Last week, the Ninth Circuit handed Microsoft a victory against Motorola in a case that tempers hardball tactics to enforce patents on “standards-essential” technologies. A panel of three judges in San Francisco upheld a District Court’s ruling that technology standardization places a patent-holder under contractual obligation to offer licenses at reasonable and non-discriminatory (“RAND”) rates, which may be determined by a court if necessary.

Standards allow consumers to use certain technologies across multiple devices, even if they are produced by different manufacturers. For example, when a consumer purchases a computer from Microsoft, they know that it will be able to read file formats patented by other technology companies, such as PDF, JPEG, Flash, and Bluetooth. These formats are standards that have been accepted and propagated by standards-setting organizations (SSOs).

The theory is that everyone benefits from this arrangement: it adds value to the products of technology companies and offers compatible devices to consumers. Registering with an SSO is a step toward market ubiquity, but by doing so, the patent holder is usually required to offer licenses on RAND terms. This encourages competition by preventing the holder of a standards-essential patent from demanding exorbitant royalties for standards that reach market dominance.

Microsoft v. Motorola arose out of a dispute involving two patents held by Motorola and adopted as standards-essential by the Institute of Electrical and Electronics Engineers (“IEEE”), a technology SSO. Microsoft licensed use of the standards in its computers and Xbox gaming console. In 2010, Motorola sent Microsoft a letter demanding a 2.25% royalty on the final sale price of any product using the standards. Microsoft refused, and filed suit against Motorola in a Washington federal court for breach of its contractual obligation to offer RAND terms. In response, Motorola filed a patent-enforcement suit in Germany, seeking an injunction to halt the sale of Microsoft products incorporating the standards. To defend its European operations, Microsoft immediately relocated its distribution center from Germany to the Netherlands. In 2012, Google entered the suit when it bought Motorola and its patents. Google retained ownership of the patents-at-issue even after selling Motorola to Lenovo in 2014.

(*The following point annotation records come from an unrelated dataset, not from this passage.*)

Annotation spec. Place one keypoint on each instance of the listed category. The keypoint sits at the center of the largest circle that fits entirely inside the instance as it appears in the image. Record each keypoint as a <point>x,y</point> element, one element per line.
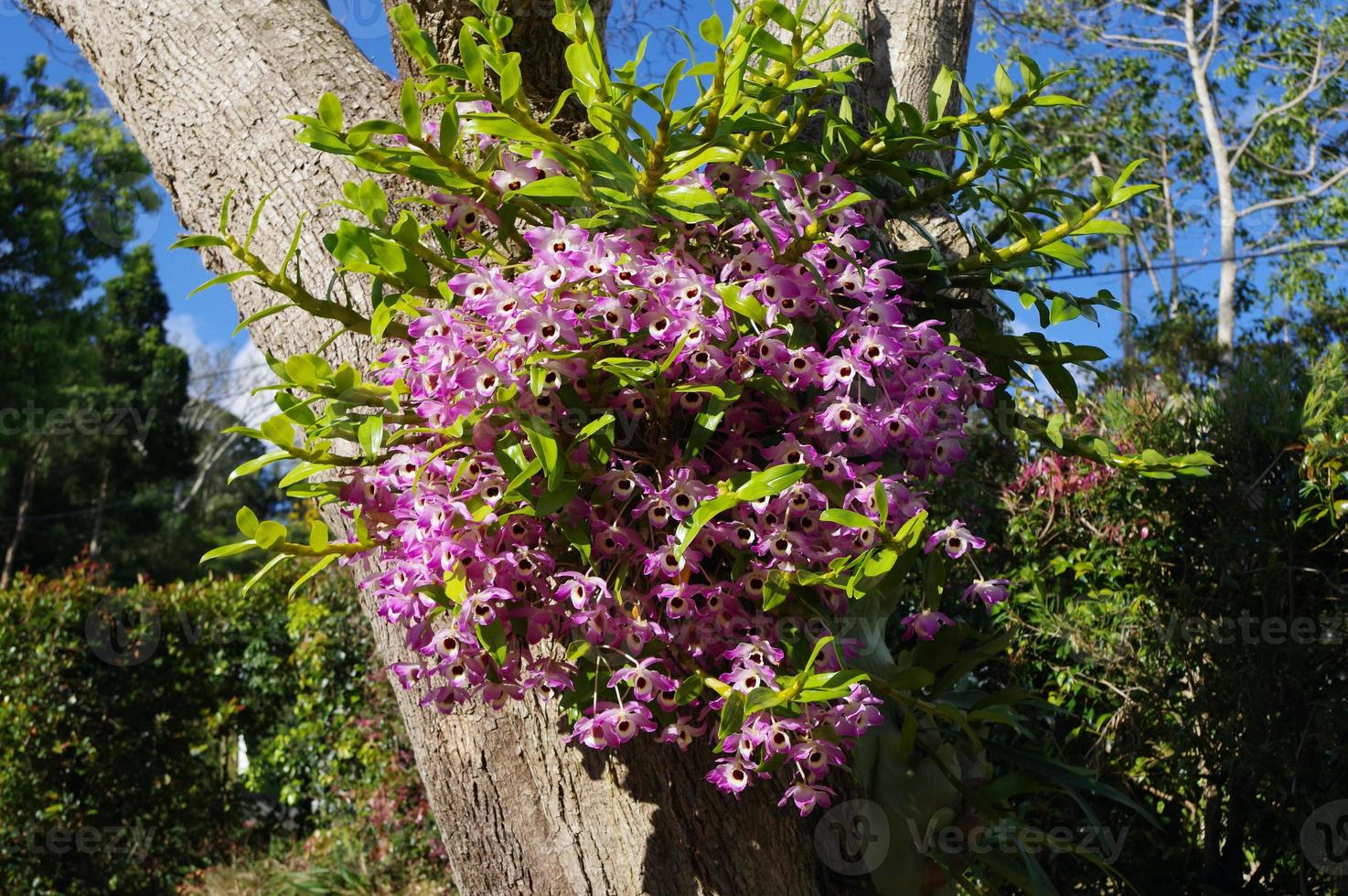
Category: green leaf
<point>371,437</point>
<point>329,112</point>
<point>847,517</point>
<point>410,107</point>
<point>228,550</point>
<point>594,426</point>
<point>688,688</point>
<point>472,57</point>
<point>324,562</point>
<point>318,535</point>
<point>553,187</point>
<point>270,534</point>
<point>417,42</point>
<point>776,13</point>
<point>269,566</point>
<point>701,517</point>
<point>224,279</point>
<point>197,241</point>
<point>256,464</point>
<point>771,481</point>
<point>543,443</point>
<point>246,520</point>
<point>224,213</point>
<point>733,714</point>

The district court held that by filing for standardization with the IEEE, Motorola had entered a contract to offer licenses on RAND terms. Turning to the merits, it found that Motorola’s royalty demand was far beyond the RAND rate, which it calculated at $0.55 per license rate based on a pool of comparable standards rates. Microsoft was subsequently awarded $14.52 million in damages for legal fees and compensation for having to relocate its distribution center.

“[It]’s a sure thing that big companies will think twice before using standards-essential patents against their competitors.” said Joe Mullin of Ars Technica. Quoting Charles Duan of Public Knowledge, Bloomberg Business similarly reported “this ruling is a win for consumers, competition, and innovation . . . . It keeps prices reasonable for old products and allows new products to come to the marketplaces.”